A new report from Avison Young shows the economic downturn has caused more downtown offices in Calgary to sit empty, but experts believe the shift may not necessarily be a bad thing.
The report has revealed four buildings in the city’s downtown core now sit completely vacant and another five are mostly unfilled, which is unusual for Alberta’s largest city.
While those statistics may seem alarming, Calgary Economic Development said it could actually be a positive way to attract potential tenants.
“When you have contiguous space all together, sometimes it’s easier to sell, particularly to companies that are moving in here and have high growth potential,” said Mary Moran, the CEO of Calgary Economic Development.
The report revealed that smaller companies, with a staff of 50 or less, are moving in and taking over space once dominated by oil and gas giants.

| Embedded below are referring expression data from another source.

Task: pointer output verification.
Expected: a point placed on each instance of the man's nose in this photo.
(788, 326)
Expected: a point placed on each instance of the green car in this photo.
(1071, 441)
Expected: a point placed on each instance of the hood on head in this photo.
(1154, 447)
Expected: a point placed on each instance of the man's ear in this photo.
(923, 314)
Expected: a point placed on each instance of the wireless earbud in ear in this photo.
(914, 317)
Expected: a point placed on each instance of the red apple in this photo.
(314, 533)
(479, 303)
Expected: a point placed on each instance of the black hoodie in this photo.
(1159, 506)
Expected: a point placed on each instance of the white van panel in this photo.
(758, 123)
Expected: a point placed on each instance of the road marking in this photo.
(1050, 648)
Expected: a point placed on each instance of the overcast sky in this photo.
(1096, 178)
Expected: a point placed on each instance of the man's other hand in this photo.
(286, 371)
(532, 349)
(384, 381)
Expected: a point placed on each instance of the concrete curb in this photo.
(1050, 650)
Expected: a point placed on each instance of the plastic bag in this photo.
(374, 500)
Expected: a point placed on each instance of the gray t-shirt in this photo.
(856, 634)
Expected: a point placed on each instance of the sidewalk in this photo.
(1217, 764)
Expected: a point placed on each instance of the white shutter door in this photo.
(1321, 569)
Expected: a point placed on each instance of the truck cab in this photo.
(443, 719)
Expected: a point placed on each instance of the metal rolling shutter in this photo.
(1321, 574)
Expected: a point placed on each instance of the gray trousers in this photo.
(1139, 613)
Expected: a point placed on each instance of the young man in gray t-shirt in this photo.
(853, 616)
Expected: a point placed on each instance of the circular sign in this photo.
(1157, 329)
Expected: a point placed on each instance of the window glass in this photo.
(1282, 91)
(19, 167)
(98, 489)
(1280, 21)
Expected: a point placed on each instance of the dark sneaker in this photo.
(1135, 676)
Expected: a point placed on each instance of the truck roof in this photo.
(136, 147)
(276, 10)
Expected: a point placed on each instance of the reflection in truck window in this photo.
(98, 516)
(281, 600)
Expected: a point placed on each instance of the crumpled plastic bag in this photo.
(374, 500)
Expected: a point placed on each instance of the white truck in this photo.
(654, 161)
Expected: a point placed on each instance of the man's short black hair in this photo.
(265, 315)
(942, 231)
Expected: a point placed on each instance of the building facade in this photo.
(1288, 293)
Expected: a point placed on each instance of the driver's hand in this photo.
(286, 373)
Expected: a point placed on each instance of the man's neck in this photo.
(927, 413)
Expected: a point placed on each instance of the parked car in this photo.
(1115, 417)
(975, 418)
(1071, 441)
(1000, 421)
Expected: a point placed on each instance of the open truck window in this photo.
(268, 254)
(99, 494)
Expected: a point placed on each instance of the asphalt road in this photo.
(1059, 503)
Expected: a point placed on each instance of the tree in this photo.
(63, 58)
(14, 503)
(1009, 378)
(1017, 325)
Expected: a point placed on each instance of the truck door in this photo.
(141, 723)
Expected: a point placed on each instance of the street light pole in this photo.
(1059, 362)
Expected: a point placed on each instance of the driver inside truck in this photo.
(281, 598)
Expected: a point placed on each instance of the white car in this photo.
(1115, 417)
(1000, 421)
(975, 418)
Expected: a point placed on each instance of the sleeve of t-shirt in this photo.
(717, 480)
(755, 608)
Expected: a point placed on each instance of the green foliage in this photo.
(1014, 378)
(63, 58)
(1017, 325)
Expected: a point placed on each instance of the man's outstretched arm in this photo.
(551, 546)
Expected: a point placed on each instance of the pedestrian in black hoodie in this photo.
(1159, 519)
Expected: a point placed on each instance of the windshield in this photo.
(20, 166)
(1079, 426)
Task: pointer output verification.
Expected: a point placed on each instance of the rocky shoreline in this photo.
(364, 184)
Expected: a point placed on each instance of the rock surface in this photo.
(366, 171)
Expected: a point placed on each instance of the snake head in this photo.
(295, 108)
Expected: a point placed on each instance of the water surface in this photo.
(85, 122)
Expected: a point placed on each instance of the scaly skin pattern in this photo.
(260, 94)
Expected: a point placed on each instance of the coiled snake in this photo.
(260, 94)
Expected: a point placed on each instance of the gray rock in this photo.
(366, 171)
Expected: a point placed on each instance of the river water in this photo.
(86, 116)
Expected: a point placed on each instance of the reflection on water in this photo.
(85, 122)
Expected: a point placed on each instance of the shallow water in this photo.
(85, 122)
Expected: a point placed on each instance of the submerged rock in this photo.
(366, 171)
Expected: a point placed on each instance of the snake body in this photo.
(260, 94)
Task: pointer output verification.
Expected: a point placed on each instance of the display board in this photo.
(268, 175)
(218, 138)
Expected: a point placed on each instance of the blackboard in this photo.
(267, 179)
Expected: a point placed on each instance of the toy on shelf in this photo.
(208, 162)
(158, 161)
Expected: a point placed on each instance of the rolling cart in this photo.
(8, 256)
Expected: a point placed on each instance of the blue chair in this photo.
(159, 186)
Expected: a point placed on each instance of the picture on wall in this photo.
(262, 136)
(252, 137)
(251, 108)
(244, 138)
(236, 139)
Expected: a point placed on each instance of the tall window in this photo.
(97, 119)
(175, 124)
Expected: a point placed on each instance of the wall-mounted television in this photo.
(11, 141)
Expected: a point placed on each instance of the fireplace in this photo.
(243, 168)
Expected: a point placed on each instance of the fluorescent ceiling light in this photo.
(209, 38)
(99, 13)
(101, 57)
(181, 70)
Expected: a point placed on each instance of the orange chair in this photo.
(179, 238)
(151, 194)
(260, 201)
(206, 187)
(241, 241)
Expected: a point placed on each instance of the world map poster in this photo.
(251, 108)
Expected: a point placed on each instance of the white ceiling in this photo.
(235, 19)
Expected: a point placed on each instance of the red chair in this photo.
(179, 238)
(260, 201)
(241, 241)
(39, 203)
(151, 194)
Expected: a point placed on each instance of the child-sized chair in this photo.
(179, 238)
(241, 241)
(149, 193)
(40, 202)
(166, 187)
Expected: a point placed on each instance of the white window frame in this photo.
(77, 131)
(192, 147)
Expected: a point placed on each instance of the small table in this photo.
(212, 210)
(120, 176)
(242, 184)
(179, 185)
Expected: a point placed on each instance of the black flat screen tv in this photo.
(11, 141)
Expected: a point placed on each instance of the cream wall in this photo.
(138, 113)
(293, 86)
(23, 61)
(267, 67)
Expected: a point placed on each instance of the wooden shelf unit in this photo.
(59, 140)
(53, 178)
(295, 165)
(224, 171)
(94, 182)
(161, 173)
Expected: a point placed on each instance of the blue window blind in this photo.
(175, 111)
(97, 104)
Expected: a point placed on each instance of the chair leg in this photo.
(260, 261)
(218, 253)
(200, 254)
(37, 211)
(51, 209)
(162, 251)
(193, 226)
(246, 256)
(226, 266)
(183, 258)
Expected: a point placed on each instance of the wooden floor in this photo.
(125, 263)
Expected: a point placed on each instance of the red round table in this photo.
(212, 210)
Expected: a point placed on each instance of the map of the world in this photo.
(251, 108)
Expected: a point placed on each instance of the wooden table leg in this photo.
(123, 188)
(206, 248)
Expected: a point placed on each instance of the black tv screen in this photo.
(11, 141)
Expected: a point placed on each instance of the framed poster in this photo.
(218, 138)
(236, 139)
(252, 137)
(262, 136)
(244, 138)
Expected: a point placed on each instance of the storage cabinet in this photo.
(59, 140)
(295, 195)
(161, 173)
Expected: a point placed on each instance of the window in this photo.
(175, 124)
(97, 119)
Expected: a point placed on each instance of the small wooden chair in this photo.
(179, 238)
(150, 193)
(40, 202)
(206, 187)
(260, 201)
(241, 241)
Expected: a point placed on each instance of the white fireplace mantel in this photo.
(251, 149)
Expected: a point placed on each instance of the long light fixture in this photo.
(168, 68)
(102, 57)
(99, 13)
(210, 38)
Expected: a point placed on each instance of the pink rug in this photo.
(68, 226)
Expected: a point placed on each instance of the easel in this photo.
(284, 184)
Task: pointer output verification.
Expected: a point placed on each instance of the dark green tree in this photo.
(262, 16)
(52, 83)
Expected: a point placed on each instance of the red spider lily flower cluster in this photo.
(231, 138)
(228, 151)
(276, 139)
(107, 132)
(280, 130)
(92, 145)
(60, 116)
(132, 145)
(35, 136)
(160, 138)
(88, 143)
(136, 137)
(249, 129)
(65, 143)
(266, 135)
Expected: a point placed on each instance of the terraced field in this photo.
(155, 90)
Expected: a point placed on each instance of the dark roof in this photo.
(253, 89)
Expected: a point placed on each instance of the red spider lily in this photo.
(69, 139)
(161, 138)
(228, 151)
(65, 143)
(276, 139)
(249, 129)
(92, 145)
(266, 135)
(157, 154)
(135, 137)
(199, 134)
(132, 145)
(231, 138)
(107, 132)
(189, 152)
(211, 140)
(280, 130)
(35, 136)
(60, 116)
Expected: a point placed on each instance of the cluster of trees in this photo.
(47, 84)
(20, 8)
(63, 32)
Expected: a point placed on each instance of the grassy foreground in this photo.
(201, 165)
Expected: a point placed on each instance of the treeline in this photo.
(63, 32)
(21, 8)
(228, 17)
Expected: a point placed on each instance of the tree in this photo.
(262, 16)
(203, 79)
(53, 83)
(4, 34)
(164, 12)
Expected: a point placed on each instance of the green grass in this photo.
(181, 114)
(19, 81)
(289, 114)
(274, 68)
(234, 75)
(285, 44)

The shift means that offices are getting innovative by creating smaller spaces and moving away from multiple floors occupied by one company.
The tech sector has recently shown interest in moving into Calgary’s downtown which would help diversify and make business more dynamic in the city.
Calgary Economic Development said while this is good news, the city has an excessive amount of office space compared to other cities with a similar population base.
“In fact, if you put it on a per capita basis, we should have a population of about four-million people to support the amount of office space that we have,” explained Moran.
She added that this is just the beginning, given that Calgary is seeing big companies like Suncor announce layoffs and that this issue isn’t going away any time soon.
Calgary’s downtown office vacancy rate has jumped to 25.7 per cent, with the entire city sitting at a vacancy rate of 23.5 per cent.
Aside from downtown, most vacant office space is in the Beltline, which has two of its 109 office buildings completely empty while four are more than three-quarters empty.
The report said with Calgary’s unemployment rate being the highest in Canada and construction at a low point, the rest of the industrial market will need to continue weathering this storm.